NASAs Imager for Magnetopause-to-Aurora Global Exploration satellite, the worlds first dedicated space weather observatory, lifted off from Vandenberg Air Force Base, California on Saturday, soaring into orbit atop a Delta 2 rocket.
The IMAGE satellite launched from NASAs seaside Space Launch Complex 2 at 3:34 p.m. Eastern Standard Time (20:34 GMT) at the opening of an eight-minute window.
"We have liftoff of NASA's IMAGE spacecraft, placing in orbit new eyes to study the solar wind," said NASA launch commentator Bruce Buckingham.
About 56 minutes after launch, Buckingham added that the spacecraft had successfully separated from the 12-story Boeing rocket, while high over the Indian Ocean.
NASA bills the satellite as the first to image the Earths magnetosphere, the area of space surrounding the planet where its magnetic field holds sway.

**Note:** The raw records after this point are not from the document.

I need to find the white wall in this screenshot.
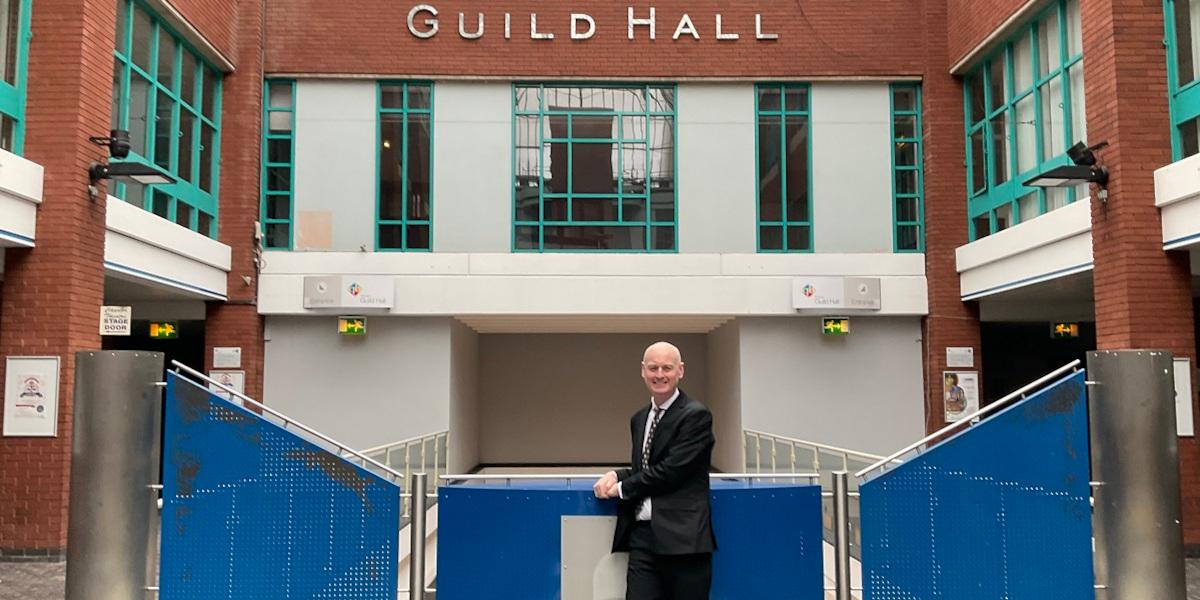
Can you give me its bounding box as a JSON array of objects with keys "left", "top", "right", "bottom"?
[
  {"left": 738, "top": 317, "right": 925, "bottom": 455},
  {"left": 479, "top": 334, "right": 708, "bottom": 464},
  {"left": 432, "top": 82, "right": 512, "bottom": 252},
  {"left": 708, "top": 322, "right": 745, "bottom": 473},
  {"left": 676, "top": 84, "right": 758, "bottom": 253},
  {"left": 449, "top": 320, "right": 479, "bottom": 473},
  {"left": 293, "top": 79, "right": 379, "bottom": 252},
  {"left": 263, "top": 316, "right": 451, "bottom": 449},
  {"left": 810, "top": 83, "right": 893, "bottom": 252}
]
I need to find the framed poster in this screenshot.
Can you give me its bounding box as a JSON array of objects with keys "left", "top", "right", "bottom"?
[
  {"left": 942, "top": 371, "right": 979, "bottom": 422},
  {"left": 4, "top": 356, "right": 59, "bottom": 438}
]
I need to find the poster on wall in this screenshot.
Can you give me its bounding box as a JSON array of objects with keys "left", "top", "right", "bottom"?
[
  {"left": 4, "top": 356, "right": 59, "bottom": 438},
  {"left": 942, "top": 371, "right": 979, "bottom": 422}
]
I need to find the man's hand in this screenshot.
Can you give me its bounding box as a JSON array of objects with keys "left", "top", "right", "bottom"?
[{"left": 592, "top": 470, "right": 617, "bottom": 500}]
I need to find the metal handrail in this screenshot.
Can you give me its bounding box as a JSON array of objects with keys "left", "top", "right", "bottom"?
[
  {"left": 170, "top": 360, "right": 404, "bottom": 482},
  {"left": 854, "top": 359, "right": 1082, "bottom": 479}
]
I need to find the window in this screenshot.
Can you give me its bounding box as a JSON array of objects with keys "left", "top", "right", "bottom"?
[
  {"left": 0, "top": 0, "right": 31, "bottom": 154},
  {"left": 964, "top": 0, "right": 1088, "bottom": 240},
  {"left": 755, "top": 84, "right": 812, "bottom": 252},
  {"left": 512, "top": 84, "right": 678, "bottom": 252},
  {"left": 376, "top": 82, "right": 433, "bottom": 251},
  {"left": 112, "top": 0, "right": 221, "bottom": 238},
  {"left": 262, "top": 79, "right": 296, "bottom": 250},
  {"left": 892, "top": 83, "right": 925, "bottom": 252}
]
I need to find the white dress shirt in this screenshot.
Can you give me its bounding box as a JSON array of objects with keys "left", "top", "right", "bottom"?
[{"left": 617, "top": 389, "right": 679, "bottom": 521}]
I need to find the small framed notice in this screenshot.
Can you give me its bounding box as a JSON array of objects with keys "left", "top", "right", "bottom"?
[{"left": 4, "top": 356, "right": 59, "bottom": 438}]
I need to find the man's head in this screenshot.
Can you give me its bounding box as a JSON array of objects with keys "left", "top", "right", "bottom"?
[{"left": 642, "top": 342, "right": 683, "bottom": 403}]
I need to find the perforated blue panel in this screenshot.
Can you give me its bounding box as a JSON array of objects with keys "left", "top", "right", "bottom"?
[
  {"left": 160, "top": 373, "right": 400, "bottom": 600},
  {"left": 438, "top": 481, "right": 823, "bottom": 600},
  {"left": 860, "top": 373, "right": 1094, "bottom": 600}
]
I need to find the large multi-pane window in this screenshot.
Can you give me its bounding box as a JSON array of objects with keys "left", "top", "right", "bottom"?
[
  {"left": 512, "top": 84, "right": 678, "bottom": 252},
  {"left": 1163, "top": 0, "right": 1200, "bottom": 160},
  {"left": 376, "top": 82, "right": 433, "bottom": 251},
  {"left": 964, "top": 0, "right": 1088, "bottom": 240},
  {"left": 0, "top": 0, "right": 31, "bottom": 154},
  {"left": 262, "top": 79, "right": 296, "bottom": 250},
  {"left": 755, "top": 83, "right": 812, "bottom": 252},
  {"left": 112, "top": 0, "right": 221, "bottom": 236},
  {"left": 892, "top": 83, "right": 925, "bottom": 252}
]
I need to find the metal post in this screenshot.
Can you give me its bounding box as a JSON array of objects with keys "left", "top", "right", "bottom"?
[
  {"left": 833, "top": 470, "right": 851, "bottom": 600},
  {"left": 408, "top": 473, "right": 426, "bottom": 600},
  {"left": 66, "top": 352, "right": 163, "bottom": 600},
  {"left": 1087, "top": 350, "right": 1192, "bottom": 600}
]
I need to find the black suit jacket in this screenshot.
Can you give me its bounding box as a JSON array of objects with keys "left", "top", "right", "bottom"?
[{"left": 612, "top": 390, "right": 716, "bottom": 554}]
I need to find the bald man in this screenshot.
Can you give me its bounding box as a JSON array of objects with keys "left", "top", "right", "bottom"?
[{"left": 593, "top": 342, "right": 716, "bottom": 600}]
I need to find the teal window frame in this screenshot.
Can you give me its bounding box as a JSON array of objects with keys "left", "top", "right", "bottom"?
[
  {"left": 962, "top": 0, "right": 1086, "bottom": 241},
  {"left": 374, "top": 80, "right": 434, "bottom": 252},
  {"left": 262, "top": 79, "right": 296, "bottom": 250},
  {"left": 889, "top": 83, "right": 925, "bottom": 253},
  {"left": 1163, "top": 0, "right": 1200, "bottom": 161},
  {"left": 754, "top": 83, "right": 816, "bottom": 253},
  {"left": 113, "top": 0, "right": 223, "bottom": 238},
  {"left": 0, "top": 0, "right": 32, "bottom": 155},
  {"left": 511, "top": 82, "right": 679, "bottom": 254}
]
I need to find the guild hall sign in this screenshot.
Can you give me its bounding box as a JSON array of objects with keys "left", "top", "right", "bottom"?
[{"left": 408, "top": 4, "right": 779, "bottom": 41}]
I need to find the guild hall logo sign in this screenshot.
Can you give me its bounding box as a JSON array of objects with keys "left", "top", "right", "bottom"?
[{"left": 408, "top": 4, "right": 779, "bottom": 42}]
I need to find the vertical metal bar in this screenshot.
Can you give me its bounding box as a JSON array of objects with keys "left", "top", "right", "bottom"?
[
  {"left": 833, "top": 470, "right": 851, "bottom": 600},
  {"left": 1087, "top": 350, "right": 1192, "bottom": 600},
  {"left": 408, "top": 473, "right": 427, "bottom": 600}
]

The spacecraft and its six instruments will spend the next two years on a $154 million mission to image the otherwise invisible plasma cloud of charged particles within the magnetosphere, capturing it for the first time in its entirety. Previously, satellites have made only spot measurements of the magnetosphere, a 1 trillion-cubic-mile (2.56-cubic-kilometer) region of space that envelopes Earth.
Snapping images at intervals as short as two minutes, IMAGE will also show scientists in near real time how the magnetosphere reacts to the buffeting gusts of the solar wind, as well as its response to magnetic storms that can rage for several days.
Scientists crow the satellite, by studying the densities, energies and masses of charged particles throughout the inner magnetosphere in three dimensions, will afford a view on a system similar to that opened up by the first geosynchronous weather satellites a generation ago.
IMAGEs look at space weather will give scientists the a better understanding of how it might affect power grids, orbiting satellites and astronauts working in space. The National Oceanic and Atmospheric Administration will incorporate IMAGE data into regular space weather forecasts it already makes.
The IMAGE satellite weighs 1,089 pounds (494 kilograms) and stands 5 feet (1.52 meters) tall. Although the octagonal satellite is squat, it will crank out several beryllium-copper antennas in orbit that will extend a whopping 1,652 feet (502 meters) into space after it reaches orbit.
The antennas will make IMAGE the longest artificial object in space.
The spacecraft, the first under NASAs MIDEX, or Medium-class Explorer program, was built by Lockheed Martin Missiles & Space in Sunnyvale, California.